Jeff Jones

Personal information
- Full name: Ivor Jeffrey Jones
- Born: 10 December 1941 (age 84) Dafen, Carmarthenshire, Wales
- Batting: Right-handed
- Bowling: Left-arm fast
- Relations: Simon Jones (son)

International information
- National side: England;
- Test debut: 21 January 1964 v India
- Last Test: 28 March 1968 v West Indies

Career statistics
| Competition | Test | FC | LA |
| Matches | 15 | 198 | 10 |
| Runs scored | 38 | 513 | 20 |
| Batting average | 4.75 | 3.97 | 6.66 |
| 100s/50s | 0/0 | 0/0 | 0/0 |
| Top score | 16 | 21 | 7 |
| Balls bowled | 3,546 | 30,798 | 675 |
| Wickets | 44 | 511 | 22 |
| Bowling average | 40.20 | 25.98 | 14.50 |
| 5 wickets in innings | 1 | 18 | 0 |
| 10 wickets in match | 0 | 0 | 0 |
| Best bowling | 6/118 | 8/11 | 4/12 |
| Catches/stumpings | 4/– | 46/– | 2/– |
- Source: CricInfo, 30 May 2019

= Jeff Jones (cricketer, born 1941) =

Welsh cricketer

Jeff Jones (born Ivor Jeffrey Jones, 10 December 1941) is a Welsh former cricketer, who took forty-four wickets in fifteen Test matches for the England cricket team between 1964 and 1968. His son, Simon Jones, also played Test cricket for England.

==First-class career==
Jones was born in Dafen, Carmarthenshire. Cricket writer, Colin Bateman remarked, "South Wales is hardly renowned for fast bowlers but in 1960 a powerfully built left-armer joined the Glamorgan staff and caused undiluted excitement. Unassuming and popular, Jeff Jones introduced a destructive force into Glamorgan's cricket it had never seen before." He was a left-arm fast bowler who in 1965 took five wickets before conceding a run against Leicestershire at Grace Road, finishing with 8 for 11. The consensus was that there was no faster bowler in county cricket at that time. His wickets did not always come cheaply, as Jones was prone to be erratic at times, but at his best he was a handful for any batsman.

==International cricket==
In the 1965-66 Ashes series in Australia, Jones was England's top wicket taker, with 15 (at 35.53), taking 6 for 118 in the Fourth Test. He made his highest Test score of 16 in the Third Test, adding 55 for the last wicket with David Allen. His most famous batting moment came in Georgetown, Guyana in 1967-68 when, batting at his usual position at number eleven, he played out the last over of the match bowled by Lance Gibbs, to ensure that England escaped from the match with a draw, to secure a 1–0 series win over the West Indies.

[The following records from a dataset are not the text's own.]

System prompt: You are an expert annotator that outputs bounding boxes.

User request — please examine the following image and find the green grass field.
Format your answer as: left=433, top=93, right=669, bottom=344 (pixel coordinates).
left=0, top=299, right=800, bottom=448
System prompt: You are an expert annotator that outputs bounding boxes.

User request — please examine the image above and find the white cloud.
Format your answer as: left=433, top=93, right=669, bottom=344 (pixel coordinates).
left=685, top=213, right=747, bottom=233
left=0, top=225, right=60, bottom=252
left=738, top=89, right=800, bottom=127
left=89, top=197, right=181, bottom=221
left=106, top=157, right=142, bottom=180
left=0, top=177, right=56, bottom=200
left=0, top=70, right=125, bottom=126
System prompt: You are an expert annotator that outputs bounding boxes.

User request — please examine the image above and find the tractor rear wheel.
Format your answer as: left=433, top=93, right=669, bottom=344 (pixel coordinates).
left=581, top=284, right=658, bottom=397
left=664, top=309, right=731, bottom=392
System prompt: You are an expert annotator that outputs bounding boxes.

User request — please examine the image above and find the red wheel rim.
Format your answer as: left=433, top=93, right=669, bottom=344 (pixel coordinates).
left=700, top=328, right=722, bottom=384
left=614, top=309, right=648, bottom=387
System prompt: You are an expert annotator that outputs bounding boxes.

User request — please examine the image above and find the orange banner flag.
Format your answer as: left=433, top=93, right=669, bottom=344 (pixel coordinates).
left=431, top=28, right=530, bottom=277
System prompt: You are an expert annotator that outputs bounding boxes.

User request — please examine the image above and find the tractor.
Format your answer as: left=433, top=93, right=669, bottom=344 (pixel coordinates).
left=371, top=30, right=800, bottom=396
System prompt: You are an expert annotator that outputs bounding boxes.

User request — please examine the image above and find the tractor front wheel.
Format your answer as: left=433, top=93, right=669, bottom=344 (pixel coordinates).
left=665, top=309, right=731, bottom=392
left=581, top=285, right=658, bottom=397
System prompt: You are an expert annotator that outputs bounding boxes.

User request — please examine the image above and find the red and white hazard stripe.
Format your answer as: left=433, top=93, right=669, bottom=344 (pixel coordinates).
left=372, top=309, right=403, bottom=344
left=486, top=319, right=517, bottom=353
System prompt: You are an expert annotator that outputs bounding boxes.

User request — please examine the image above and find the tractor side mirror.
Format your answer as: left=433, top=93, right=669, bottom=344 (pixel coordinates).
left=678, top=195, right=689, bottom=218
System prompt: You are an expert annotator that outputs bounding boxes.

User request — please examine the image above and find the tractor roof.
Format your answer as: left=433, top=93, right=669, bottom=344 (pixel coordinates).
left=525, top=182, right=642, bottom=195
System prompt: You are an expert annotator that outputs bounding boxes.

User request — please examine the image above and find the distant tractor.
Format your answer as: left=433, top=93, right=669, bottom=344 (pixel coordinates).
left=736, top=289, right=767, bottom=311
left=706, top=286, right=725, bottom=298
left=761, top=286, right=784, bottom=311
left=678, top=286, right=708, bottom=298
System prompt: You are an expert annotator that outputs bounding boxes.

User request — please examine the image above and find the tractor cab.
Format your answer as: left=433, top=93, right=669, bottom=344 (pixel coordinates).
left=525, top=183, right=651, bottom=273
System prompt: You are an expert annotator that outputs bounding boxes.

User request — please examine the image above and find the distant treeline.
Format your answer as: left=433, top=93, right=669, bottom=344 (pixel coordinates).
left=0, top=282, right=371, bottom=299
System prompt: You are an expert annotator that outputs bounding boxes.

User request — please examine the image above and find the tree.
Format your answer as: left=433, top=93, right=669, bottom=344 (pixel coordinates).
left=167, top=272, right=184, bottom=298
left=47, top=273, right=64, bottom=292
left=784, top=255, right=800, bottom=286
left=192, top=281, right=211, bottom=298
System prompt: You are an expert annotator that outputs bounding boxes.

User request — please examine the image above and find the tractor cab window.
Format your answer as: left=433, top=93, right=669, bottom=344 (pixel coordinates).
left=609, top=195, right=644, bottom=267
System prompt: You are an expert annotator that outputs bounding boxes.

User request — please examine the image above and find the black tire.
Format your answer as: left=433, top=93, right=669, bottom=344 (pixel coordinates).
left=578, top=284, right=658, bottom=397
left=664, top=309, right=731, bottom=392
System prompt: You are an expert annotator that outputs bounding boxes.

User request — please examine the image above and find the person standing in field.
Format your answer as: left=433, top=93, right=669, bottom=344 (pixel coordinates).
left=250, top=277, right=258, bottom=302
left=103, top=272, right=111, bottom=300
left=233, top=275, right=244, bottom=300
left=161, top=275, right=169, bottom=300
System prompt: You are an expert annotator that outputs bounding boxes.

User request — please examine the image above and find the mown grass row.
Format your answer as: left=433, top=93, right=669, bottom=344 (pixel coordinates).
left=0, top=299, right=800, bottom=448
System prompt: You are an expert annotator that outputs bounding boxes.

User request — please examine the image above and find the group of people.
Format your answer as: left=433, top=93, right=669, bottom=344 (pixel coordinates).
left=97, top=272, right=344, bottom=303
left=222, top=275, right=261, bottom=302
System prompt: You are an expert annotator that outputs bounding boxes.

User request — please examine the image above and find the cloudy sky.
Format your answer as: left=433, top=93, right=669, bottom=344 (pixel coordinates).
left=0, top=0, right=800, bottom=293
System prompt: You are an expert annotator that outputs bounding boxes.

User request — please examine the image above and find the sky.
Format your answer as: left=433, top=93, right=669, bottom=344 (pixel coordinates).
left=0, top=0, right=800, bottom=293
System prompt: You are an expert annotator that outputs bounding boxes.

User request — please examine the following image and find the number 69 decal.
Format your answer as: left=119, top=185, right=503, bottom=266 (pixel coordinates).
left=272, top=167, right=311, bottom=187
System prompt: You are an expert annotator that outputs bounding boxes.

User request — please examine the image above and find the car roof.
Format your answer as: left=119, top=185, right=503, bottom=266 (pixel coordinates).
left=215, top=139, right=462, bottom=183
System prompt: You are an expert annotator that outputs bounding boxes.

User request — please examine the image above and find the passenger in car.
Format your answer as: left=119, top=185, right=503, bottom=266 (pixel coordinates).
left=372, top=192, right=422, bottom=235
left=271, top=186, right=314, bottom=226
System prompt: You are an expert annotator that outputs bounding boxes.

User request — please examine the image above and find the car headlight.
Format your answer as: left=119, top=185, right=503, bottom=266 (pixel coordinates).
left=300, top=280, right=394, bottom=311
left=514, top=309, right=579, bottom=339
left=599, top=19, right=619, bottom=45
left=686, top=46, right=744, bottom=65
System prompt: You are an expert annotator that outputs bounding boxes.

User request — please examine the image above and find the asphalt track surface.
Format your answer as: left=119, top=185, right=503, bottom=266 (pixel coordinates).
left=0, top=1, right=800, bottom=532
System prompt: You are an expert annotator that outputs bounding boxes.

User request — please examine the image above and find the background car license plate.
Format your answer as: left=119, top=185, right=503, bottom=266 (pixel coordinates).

This was to be his last Test, and his first-class career also finished in 1968, after an elbow injury ended his time prematurely at the age of 26.

Jones left cricket to find an occupation in brewing. His son, Simon Jones, a right-arm fast bowler for Glamorgan, also played Test cricket for England. Simon suffered a serious injury that ended his England career at the same age as his father.